Burak ÖZCAN / GENÇLİK


Müsavat’ın Hesabı…

O artık hesabını, CHP’den kapacağı milletvekili kontenjanına göre yapmaya başladı.


Meral Akşener’in bıraktığı yerden genel başkanlık koltuğunu devralan Müsavat Dervişoğlu’nu, partilileri istifalarla karşıladı.

Milletvekilleri, belediye başkanları peş peşe istifa ettiklerini açıkladı.

İstifa fırtınası sadece partinin üst kademesinde esmedi.

Birçok il ve ilçe yöneticisi, “Zaten bitmiş olan İYİ Parti’nin bugün fişi çekildi. Emek hırsızlarını Allah’a havale ediyorum” diyerek İP’ten ayrıldı.

***
İP’teki istifa fırtınası dinmek bir yana, adeta kasırgaya döndüğü günlerde Dervişoğlu ilginç bir açıklamaya imza attı.

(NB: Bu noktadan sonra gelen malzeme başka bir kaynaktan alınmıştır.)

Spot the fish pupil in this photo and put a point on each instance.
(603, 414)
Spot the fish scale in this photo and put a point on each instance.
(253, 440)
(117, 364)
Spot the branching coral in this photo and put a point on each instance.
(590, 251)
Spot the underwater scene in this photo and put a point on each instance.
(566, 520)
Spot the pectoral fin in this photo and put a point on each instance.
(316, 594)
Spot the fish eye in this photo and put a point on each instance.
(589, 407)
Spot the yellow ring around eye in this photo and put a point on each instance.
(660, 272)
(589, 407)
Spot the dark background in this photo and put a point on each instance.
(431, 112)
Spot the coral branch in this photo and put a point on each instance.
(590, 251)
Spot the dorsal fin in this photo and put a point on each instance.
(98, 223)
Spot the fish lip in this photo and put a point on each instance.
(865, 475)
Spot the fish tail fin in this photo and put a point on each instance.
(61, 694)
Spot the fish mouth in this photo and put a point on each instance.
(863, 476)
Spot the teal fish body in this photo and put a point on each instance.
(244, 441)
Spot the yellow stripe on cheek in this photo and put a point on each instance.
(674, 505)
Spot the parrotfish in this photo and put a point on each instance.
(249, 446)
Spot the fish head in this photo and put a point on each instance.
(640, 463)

“Ben yüzde 50+1’le bu ülkeyi yönetmeye talibim” dedi.

Sonradan bu sözlerin resmi adaylık ilanı anlamına gelmediği açıklansa da Dervişoğlu gerektiğinde cumhurbaşkanı adayı rolüne hazır olduğu imasını
sürdürdü.

Mesela…

“Yolsuzluk, rüşvet ve terör” soruşturmaları nedeniyle tutuklu yargılanan Ekrem İmamoğlu’na sahip çıkarken, Mansur Yavaş’ın CHP’den aday gösterilmemesi halinde partisinden aday olup olamayacağı sorusunu
geçiştirdi.

Bu soruyu cevaplamak yerine “Bana da ‘siz aday olur musun’ sorusunu yöneltiyorlar” sözleriyle kendisini muhalefetin alternatif santrforu olarak sahaya sürdü.

***
Dervişoğlu’na sadece bazı yardımcıları kulak verdi.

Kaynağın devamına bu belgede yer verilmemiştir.